Compare and Distinguish

Separate these pairs clearly:

  • volcano iterator vs vectorized execution
  • nested loop vs hash join vs sort-merge join
  • estimated vs actual row counts in a plan
  • strict 2PL vs snapshot isolation
  • WAL before-image vs after-image logging
  • redo phase vs undo phase in ARIES

Common Mistake Check

For each statement, identify the error:

  1. "JIT always beats volcano execution."
  2. "Hash join is always faster than nested loop for large inputs."
  3. "Histograms are only needed for non-uniform distributions; otherwise NDV is enough."
  4. "Under MVCC, readers and writers never interact."
  5. "Snapshot isolation is serializable."
  6. "WAL doubles storage write cost; sequentiality makes it worse, not better."

EXPLAIN-Reading Drill

For each described plan, list (a) the access path chosen, (b) the join algorithm, (c) the likely cost driver, (d) one change you would consider:

  1. Seq Scan on orders (rows=10^8) -> Hash Join (estimated 5 rows, actual 5*10^7) against a hash-built users table.
  2. Index Only Scan on idx_user_id (rows=200) returning exactly the projection columns.
  3. Nested Loop with outer filter users (rows=10^5) and inner Index Scan on orders_user_id.
  4. Merge Join with Sort child on one side and Index Scan on the other.
  5. Bitmap Heap Scan with two Bitmap Index Scan children ANDed together.

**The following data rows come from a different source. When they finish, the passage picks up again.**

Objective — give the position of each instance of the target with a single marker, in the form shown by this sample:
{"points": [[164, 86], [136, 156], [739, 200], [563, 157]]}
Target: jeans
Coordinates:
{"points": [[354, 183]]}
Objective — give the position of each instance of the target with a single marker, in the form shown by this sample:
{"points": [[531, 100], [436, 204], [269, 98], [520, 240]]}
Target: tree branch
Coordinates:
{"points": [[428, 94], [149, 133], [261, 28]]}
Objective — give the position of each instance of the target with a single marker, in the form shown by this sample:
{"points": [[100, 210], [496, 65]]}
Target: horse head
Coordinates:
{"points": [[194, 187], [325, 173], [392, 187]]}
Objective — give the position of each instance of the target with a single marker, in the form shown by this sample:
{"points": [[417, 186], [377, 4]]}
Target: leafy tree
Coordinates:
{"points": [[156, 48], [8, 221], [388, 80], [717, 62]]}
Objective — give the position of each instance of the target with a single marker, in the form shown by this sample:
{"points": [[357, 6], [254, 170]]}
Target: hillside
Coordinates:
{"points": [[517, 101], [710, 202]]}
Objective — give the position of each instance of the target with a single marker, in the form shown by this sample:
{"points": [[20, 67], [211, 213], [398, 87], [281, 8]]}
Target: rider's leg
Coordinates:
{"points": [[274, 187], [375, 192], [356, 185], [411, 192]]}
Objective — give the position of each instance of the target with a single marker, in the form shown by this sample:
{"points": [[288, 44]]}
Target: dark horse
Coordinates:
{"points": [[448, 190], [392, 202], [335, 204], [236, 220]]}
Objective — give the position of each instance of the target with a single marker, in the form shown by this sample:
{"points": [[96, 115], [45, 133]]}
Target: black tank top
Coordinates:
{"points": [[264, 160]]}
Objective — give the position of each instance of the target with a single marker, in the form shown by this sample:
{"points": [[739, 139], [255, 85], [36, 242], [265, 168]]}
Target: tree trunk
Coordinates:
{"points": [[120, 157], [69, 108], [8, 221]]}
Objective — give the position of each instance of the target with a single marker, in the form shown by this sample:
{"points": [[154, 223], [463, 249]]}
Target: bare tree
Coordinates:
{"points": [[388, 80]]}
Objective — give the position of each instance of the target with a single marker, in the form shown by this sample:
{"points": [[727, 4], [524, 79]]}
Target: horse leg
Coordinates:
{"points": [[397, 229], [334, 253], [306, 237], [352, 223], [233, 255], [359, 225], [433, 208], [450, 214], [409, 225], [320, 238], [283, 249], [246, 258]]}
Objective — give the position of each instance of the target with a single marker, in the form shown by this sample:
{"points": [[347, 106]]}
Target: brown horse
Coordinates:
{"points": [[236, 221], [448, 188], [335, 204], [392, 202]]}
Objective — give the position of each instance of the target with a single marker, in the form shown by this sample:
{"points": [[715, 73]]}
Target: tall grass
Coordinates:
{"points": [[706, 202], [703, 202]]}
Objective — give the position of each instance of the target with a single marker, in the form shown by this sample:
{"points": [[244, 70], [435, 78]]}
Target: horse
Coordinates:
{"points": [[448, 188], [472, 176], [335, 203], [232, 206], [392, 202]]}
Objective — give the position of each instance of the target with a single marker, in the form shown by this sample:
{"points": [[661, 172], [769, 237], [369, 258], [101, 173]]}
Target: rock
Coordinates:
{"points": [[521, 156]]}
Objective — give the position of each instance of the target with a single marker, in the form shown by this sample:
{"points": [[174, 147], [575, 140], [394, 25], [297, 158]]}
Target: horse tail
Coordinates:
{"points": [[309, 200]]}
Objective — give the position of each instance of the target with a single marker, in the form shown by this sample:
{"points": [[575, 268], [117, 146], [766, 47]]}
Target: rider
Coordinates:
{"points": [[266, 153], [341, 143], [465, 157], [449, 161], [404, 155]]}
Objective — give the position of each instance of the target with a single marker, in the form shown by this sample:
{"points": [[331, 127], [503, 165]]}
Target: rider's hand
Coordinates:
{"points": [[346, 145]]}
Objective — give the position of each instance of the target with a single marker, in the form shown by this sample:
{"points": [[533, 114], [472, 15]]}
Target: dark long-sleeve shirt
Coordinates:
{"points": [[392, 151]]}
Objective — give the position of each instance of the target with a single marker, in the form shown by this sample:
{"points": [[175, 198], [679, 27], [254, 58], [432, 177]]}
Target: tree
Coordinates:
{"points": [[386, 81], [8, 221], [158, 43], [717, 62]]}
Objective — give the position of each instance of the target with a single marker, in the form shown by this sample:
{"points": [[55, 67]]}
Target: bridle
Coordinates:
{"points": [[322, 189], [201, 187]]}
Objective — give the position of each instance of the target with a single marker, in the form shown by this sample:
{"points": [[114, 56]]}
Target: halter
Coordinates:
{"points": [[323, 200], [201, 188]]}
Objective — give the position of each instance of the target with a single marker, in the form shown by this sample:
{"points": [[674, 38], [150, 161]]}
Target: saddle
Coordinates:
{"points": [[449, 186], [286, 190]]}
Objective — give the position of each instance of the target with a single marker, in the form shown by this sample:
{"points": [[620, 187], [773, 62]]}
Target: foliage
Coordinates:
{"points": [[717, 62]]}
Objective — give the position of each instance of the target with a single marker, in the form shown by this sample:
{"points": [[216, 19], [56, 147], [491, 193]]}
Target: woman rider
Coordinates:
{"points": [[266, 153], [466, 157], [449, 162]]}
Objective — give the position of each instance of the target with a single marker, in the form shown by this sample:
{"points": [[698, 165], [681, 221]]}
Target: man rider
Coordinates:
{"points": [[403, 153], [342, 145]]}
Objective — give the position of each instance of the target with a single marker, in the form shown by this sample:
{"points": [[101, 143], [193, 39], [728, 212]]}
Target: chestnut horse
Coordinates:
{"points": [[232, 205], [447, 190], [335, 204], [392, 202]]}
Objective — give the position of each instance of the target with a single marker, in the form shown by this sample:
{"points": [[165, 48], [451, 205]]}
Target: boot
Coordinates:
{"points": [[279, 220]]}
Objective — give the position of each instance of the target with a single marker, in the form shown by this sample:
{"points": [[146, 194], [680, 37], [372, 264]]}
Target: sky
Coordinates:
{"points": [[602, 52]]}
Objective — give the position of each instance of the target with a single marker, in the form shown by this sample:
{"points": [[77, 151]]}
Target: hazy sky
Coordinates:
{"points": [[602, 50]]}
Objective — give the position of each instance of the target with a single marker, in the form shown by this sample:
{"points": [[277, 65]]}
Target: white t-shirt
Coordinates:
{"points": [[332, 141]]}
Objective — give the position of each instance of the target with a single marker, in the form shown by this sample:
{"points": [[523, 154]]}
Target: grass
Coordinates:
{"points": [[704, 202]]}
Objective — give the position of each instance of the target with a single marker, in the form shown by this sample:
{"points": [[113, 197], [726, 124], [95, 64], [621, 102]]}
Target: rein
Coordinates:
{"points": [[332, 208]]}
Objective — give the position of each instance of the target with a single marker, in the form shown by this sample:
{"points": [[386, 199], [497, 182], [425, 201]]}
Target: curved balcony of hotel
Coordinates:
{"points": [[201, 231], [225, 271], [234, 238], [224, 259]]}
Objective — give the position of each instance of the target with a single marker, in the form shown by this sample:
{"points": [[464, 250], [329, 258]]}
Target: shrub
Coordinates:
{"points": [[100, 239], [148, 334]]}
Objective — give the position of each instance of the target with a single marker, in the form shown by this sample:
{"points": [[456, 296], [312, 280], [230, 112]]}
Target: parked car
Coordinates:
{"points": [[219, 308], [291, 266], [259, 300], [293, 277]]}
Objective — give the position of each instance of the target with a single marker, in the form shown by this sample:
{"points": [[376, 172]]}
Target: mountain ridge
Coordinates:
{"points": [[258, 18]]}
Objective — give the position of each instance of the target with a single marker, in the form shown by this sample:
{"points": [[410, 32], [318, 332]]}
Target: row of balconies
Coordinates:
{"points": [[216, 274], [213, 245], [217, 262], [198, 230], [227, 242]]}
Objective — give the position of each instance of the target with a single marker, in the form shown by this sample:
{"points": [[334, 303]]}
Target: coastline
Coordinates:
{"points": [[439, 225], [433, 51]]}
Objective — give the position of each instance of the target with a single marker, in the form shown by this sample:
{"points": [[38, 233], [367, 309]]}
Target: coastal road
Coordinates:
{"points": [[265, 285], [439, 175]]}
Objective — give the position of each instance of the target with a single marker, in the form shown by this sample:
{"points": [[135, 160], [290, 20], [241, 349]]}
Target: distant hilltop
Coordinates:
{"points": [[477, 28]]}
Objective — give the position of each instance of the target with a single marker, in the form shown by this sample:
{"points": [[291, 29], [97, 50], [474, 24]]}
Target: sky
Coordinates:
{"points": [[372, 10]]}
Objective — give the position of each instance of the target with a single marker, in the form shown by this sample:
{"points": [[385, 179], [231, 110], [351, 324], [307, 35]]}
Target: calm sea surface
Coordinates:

Join-Algorithm Cost Walkthrough

Run this cost walkthrough for a three-way join:

SELECT o.id, u.name, p.title
FROM orders o
JOIN users u ON o.user_id = u.id
JOIN products p ON o.product_id = p.id
WHERE u.country = 'DE' AND p.category = 'BOOKS';

Statistics:

  • orders: 10^8 rows, indexed by (user_id) and (product_id)
  • users: 10^6 rows, sel(country='DE') = 0.05, PK id
  • products: 5 * 10^5 rows, sel(category='BOOKS') = 0.1, PK id
  1. Estimate the size of each filtered input.
  2. For each of the two join orders (users ⨝ orders) ⨝ products and (products ⨝ orders) ⨝ users, pick join algorithms and justify.
  3. Compute a rough cost for each plan in terms of page reads.
  4. Which plan wins, and what assumption is that conclusion most sensitive to?

Concurrency Scenarios Log

For each interleaving, state the outcome under (a) strict 2PL and (b) snapshot isolation. If the two disagree, explain which anomaly is admitted or avoided.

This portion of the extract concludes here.